The more Obama has to explain why being a community organizer - or a state legislator, or a one-term senator with few accomplishments under his belt - is better preparation for the presidency than being a mayor or governor, the more he volunteers his own shortcomings when compared with McCain.
Besides, on paper, Obama doesn't stand up very well against Palin. All of the mythic themes of Obama's political narrative - the ethics reformer, the bipartisan, the new kind of politician - look like press-release material next to Palin's accomplishments. Obama voted the Democratic Party line more often (97 percent) than McCain voted in accord with President Bush (90 percent). In Washington, Obama's supposedly "sweeping" ethics reform - which forces congressmen to eat lobbyist-provided meals standing up instead of sitting down - and his feckless reforms in Illinois make him look the Bambi to Palin's Godzilla.
Obama's idea of ethics reform is to mandate clean sheets in the brothel. Palin's is to tear it down.

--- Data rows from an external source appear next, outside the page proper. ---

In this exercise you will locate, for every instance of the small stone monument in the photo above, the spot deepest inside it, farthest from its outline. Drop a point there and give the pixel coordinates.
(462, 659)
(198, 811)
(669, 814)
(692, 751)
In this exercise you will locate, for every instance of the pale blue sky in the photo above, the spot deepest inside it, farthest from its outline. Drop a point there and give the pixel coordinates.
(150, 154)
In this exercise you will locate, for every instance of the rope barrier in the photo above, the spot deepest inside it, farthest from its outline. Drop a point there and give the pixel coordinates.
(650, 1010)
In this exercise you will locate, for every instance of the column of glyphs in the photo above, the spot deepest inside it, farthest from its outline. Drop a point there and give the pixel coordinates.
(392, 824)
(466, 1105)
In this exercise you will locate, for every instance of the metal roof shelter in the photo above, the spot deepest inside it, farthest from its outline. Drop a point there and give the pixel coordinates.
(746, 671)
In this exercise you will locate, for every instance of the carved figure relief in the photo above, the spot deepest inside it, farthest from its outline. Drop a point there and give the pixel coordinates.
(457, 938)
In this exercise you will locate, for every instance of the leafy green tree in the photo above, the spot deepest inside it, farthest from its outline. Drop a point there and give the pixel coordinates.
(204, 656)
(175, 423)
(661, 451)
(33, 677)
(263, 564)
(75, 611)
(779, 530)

The most unsportsmanlike conduct in the days to come will be the search for Palin gaffes, of which there undoubtedly will be many. The media will call fouls on her that they never call on the other candidates. Over the last week, Obama misspoke and referred to his "Muslim faith" on ABC's "This Week" and told a rally how excited he was to be in "New Pennsylvania." Perhaps that's one of the 57 states he once claimed to campaign in?
And let's not forget Biden, whose gaffes are the unavoidable byproduct of his limitless gasbaggery. Biden could shout on "Meet the Press," "Get these squirrels off of me!" and the collective response would be, "There goes Joe again." But if Palin flubs the name of the deputy agriculture minister of Kyrgyzstan, the media will blow their whistles saying she's unprepared for the job.
Fair or not, that's how it works in the pros. But so far, it still looks as if the MVP title is hers to lose.